# High Influx Filter
## QC protocol for Private Weather Stations

This notebook presents how to use the 'High Influx filter' in the Python package `pypwsqc`, a quality assurance protocol developed for automated private weather stations (PWS). 

The package is based on the original R code available at https://github.com/LottedeVos/PWSQC/.

[Publication: de Vos, L. W., Leijnse, H., Overeem, A., & Uijlenhoet, R. (2019). Quality control for crowdsourced personal weather stations to enable operational rainfall monitoring. Geophysical Research Letters, 46(15), 8820-8829](https://agupubs.onlinelibrary.wiley.com/doi/full/10.1029/2019GL083731)

`pypwsqc` depends on the `poligrain`, `xarray`, `pandas` and `numpy` packages. Make sure to install and import the required packages first.

In [2]:
import poligrain as plg
import xarray as xr

import pypwsqc

## Download example data

In this example, we use an open PWS dataset from Amsterdam, called the "AMS PWS" dataset. By running the cell below, an example NetCDF-file will be downloaded to your current repository (if your machine is connected to the internet).

In [2]:
!curl -OL https://github.com/OpenSenseAction/OS_data_format_conventions/raw/main/notebooks/data/OpenSense_PWS_example_format_data.nc

## Data preparations

This package handles rainfall data as `xarray`  Datasets. The data set must have `time` and `id` dimensions, `latitude` and `longitude` as coordinates, and `rainfall` as data variable.

An example of how to convert .csv data to a `xarray` dataset is found [here](https://github.com/OpenSenseAction/OS_data_format_conventions/blob/main/notebooks/PWS_example_dataset.ipynb).

We now load the data set under the name  `ds_pws`.

In [3]:
ds_pws = xr.open_dataset("OpenSense_PWS_example_format_data.nc")

We then slice the time series to 1 month of data to shorten the computation period of the example.

In [4]:
ds_pws = ds_pws.sel(time=slice("2017-07-01", "2017-07-30"))
ds_pws

### Reproject coordinates 

First we reproject the coordinates to a local metric coordinate reference system to allow for distance calculations. In the Amsterdam example we use EPSG:25832. **Remember to use a local metric reference system for your use case!** We use the function `spatial.project_point_coordinates` in the `poligrain`package. 

In [4]:
ds_pws.coords["x"], ds_pws.coords["y"] = plg.spatial.project_point_coordinates(
    x=ds_pws.longitude, y=ds_pws.latitude, target_projection="EPSG:25832"
)

### Create distance matrix

Then, we calculate the distances between all stations in our data set.

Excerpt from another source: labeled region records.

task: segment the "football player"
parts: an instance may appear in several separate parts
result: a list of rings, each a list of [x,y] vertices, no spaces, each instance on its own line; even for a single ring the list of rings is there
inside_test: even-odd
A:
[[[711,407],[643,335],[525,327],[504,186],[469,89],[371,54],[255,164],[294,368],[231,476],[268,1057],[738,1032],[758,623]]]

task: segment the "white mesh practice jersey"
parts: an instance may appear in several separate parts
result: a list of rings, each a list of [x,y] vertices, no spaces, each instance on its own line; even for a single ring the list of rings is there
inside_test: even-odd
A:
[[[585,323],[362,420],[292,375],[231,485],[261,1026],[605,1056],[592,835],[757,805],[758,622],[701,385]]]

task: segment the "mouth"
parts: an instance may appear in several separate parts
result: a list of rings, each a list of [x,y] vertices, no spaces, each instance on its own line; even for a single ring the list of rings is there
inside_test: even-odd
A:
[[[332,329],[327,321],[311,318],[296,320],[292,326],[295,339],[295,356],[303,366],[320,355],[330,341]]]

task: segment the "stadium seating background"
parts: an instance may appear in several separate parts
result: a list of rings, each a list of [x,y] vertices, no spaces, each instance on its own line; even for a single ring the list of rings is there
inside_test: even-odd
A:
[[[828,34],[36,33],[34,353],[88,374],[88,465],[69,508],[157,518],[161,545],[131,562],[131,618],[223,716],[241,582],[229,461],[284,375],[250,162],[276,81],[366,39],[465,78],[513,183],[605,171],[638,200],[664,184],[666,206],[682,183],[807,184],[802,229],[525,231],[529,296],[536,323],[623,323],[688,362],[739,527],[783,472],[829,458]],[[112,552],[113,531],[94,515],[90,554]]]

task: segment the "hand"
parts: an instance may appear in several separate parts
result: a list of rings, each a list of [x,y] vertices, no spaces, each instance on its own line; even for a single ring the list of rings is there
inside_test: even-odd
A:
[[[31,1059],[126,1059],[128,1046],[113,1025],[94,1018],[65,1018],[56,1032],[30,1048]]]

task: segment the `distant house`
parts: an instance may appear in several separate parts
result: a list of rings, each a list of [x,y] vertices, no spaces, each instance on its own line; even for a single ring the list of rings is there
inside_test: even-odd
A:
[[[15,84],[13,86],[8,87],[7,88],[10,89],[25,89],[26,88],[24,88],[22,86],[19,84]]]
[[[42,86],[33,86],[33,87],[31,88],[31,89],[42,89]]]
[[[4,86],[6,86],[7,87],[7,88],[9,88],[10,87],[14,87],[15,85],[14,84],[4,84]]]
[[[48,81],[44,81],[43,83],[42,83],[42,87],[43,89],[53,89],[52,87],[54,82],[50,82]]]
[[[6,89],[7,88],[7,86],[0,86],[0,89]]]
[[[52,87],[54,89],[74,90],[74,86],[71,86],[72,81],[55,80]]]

If your data set has a large number of stations this can take some time.

In [5]:
distance_matrix = plg.spatial.calc_point_to_point_distances(ds_pws, ds_pws)

### Select range for neighbouring checks

The quality control is performed by comparing time series of each station with the time series of neighbouring stations within a specificed range `max_distance`. The selected range depends on the use case and area of interest. In this example, we use 10'000 meters. `max_distance` is called `d` in the [original publication](https://agupubs.onlinelibrary.wiley.com/doi/full/10.1029/2019GL083731).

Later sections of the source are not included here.